Ok, let me try an answer that I will learn from, if and when it's shot down (but not by pedantry please :).
I want to stay pragmatic and stick what physics is about, measurements and predictions based on those measurements. @JEB gives a nice summary, but I am not sure it's what the OP is after, which is why I write this.
Take a rock and call it matter and say matter is exactly the same thing as mass, as most non physicists would view it. A rock is stuff, and stuff is mass.
Ignore the problems regarding what actually "is" an electron, and go along with the fact that we can assign a charge (through measurement) to it, in this case a charge called mass.
The same idea with the other "permanent" fermions in the rock, quarks in particular, and say that they have a charge as well, again this charge is mass.

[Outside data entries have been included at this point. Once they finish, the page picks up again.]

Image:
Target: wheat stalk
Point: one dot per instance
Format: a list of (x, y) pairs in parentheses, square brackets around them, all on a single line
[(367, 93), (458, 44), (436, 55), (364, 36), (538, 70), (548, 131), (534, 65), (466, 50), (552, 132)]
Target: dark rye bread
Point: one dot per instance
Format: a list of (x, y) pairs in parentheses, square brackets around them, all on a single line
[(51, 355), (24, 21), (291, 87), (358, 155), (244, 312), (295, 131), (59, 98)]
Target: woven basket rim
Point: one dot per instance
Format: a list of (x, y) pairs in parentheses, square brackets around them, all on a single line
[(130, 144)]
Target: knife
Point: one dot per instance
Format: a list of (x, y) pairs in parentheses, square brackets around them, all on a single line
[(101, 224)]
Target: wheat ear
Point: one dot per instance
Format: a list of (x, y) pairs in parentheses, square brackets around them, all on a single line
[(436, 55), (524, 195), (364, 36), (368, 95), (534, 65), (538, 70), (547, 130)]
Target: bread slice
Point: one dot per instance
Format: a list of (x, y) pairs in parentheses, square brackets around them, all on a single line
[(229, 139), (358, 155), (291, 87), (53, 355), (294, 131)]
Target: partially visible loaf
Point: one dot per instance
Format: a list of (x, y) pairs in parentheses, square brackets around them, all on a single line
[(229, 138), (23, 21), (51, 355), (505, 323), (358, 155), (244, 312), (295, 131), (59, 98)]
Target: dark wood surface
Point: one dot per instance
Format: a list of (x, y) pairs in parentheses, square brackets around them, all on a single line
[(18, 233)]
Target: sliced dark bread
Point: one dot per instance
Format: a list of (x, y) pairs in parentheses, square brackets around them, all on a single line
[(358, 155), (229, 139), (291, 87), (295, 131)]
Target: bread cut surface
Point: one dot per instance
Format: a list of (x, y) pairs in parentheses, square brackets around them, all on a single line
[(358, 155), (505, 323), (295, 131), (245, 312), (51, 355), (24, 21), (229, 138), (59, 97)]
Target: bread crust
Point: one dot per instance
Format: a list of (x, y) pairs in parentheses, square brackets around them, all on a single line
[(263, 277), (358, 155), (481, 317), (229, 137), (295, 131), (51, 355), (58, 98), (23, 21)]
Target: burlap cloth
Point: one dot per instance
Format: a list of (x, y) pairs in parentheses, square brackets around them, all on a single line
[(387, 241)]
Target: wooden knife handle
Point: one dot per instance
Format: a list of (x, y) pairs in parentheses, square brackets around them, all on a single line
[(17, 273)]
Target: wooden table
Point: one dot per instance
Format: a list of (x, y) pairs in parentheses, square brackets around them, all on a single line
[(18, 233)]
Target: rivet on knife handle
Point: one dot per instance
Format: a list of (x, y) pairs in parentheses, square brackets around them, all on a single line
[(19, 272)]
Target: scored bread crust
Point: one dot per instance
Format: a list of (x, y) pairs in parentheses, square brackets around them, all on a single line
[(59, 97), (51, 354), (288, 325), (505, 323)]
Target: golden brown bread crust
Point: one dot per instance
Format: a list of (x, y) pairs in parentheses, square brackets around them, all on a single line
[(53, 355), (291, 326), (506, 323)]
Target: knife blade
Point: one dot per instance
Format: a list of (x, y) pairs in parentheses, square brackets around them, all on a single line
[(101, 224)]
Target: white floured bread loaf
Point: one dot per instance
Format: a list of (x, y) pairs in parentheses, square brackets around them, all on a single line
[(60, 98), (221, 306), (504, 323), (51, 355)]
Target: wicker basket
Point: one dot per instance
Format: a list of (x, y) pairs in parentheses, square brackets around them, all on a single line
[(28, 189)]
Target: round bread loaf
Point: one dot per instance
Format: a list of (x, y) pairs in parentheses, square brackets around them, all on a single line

So that leaves us with bosons.
Electromagnetic force carriers can travel forever, as far as we know, so we can say they have no mass. As mentioned in the answer above, we can strongly relate photons to the z boson of the weak force, but as for the electroweak force, for this answer I am going to pretend that it has not been discovered.
So the electromagnetic forces that hold the atoms together do not contribute any mass.
The weak force.
This force is weak, because the range of interaction is very small, in turn precisely because the bosons involved are so massive. More on this at The Weak Force : Wikikpedia. So in the spirit of pragmatism, at any particular instant, when you check the mass of the rock, these bosons are making a contribution to the mass.
Gluons and strong nuclear force.
No mass here (to the limits of our ability to measure any), but this is better explained by Do Gluons have mass?
The nuclear force, since it is a residual effect of the strong nuclear force, does not contribute mass either. Nuclear Force: Wikipedia
In total, you have two main contributions to the matter/mass of your rock, measured at any given time, the fermions and the weak massive bosons.